1. When considering the characteristics of the PPARG gene, which controls the formation of various PPARγ1 (encoded by PPARG1, PPARG3, PPARG4 mRNAs) and PPARγ2 (encoded by PPARG2 mRNA) isoforms it is recommended to provide data (may be in a separate table) on functionally significant polymorphisms of this gene, which can affect the level of expression/splicing of this gene and, accordingly, will affect the final phenotypic effects of PPARy in lung cancer.

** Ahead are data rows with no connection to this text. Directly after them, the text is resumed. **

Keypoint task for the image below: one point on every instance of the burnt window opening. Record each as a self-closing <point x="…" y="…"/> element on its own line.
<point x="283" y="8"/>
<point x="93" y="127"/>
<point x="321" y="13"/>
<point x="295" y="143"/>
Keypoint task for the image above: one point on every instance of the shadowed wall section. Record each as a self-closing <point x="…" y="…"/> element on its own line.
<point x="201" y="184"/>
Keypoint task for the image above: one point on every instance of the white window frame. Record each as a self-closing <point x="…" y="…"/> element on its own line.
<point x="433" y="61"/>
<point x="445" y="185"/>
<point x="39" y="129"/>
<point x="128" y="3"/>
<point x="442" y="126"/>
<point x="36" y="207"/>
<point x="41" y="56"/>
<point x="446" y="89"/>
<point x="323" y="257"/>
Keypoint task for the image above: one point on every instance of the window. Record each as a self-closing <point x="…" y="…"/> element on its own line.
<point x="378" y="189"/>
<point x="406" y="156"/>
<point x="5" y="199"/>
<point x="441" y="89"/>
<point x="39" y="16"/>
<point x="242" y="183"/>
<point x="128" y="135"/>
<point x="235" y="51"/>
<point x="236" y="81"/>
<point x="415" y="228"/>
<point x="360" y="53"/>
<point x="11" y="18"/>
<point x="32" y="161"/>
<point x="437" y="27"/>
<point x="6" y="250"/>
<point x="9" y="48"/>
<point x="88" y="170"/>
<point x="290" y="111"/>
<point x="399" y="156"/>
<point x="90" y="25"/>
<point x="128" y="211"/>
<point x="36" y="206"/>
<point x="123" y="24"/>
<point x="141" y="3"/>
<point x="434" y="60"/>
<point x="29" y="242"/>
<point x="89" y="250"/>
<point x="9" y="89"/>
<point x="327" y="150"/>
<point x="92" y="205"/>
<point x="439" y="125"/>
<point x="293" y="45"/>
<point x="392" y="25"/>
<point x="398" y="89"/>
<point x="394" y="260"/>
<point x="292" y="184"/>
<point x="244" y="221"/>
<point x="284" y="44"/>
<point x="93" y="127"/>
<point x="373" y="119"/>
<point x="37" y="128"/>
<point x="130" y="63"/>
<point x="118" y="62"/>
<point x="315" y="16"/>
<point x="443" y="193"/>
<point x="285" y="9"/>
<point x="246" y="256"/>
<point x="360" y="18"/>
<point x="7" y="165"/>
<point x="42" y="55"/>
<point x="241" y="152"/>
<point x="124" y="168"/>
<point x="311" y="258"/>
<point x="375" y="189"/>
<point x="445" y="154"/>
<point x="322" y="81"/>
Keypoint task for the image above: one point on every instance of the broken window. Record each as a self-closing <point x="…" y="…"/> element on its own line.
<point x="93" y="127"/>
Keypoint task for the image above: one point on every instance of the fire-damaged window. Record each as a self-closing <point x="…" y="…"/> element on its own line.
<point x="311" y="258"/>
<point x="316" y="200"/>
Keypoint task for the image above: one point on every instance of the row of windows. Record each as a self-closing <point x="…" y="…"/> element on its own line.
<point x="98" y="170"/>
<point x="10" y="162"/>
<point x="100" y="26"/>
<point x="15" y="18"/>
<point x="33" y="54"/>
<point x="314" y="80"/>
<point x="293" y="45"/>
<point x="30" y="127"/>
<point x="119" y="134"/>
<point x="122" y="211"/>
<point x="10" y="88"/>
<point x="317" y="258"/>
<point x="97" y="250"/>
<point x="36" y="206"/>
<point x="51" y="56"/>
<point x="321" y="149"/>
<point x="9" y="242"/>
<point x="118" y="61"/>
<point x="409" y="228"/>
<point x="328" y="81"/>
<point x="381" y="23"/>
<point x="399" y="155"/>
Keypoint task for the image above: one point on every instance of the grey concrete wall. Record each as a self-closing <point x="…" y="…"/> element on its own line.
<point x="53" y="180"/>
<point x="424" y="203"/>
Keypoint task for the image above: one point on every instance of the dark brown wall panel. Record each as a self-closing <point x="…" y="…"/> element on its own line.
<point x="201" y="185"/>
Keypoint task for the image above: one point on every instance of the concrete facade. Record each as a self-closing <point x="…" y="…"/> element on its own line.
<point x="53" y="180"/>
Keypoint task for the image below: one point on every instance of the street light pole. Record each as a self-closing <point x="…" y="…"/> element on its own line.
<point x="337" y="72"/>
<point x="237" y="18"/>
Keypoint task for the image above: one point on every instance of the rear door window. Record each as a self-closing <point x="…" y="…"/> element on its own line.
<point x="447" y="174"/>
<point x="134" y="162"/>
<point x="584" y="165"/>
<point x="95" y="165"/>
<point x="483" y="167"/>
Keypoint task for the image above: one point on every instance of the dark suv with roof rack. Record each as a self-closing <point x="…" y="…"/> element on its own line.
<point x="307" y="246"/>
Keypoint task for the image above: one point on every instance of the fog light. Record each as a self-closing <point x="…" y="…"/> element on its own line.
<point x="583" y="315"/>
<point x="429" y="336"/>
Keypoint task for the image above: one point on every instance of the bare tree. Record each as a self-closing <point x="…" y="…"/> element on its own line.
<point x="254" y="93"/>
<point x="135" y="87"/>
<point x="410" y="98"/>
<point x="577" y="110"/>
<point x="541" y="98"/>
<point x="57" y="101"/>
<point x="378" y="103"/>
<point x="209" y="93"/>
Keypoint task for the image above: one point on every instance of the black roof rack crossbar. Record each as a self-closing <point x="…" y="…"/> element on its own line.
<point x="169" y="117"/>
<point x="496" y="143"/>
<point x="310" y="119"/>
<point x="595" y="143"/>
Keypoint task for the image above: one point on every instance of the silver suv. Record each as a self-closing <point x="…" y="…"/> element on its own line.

2. It is recommended to provide data (may be in a separate table) on the relationship of functionally significant polymorphisms for PPARy with lung cancer (or other oncological diseases). May be there are data from genome-wide studies that show the association of PPAGy polymorphisms with lung cancer or other oncological diseases?

Author Response

Please see the attachment.

Author Response File: Author Response.pdf

Round 2

Reviewer 2 Report

Comments and Suggestions for Authors

All necessary explanations are given by the authors. The article is recommended for publication.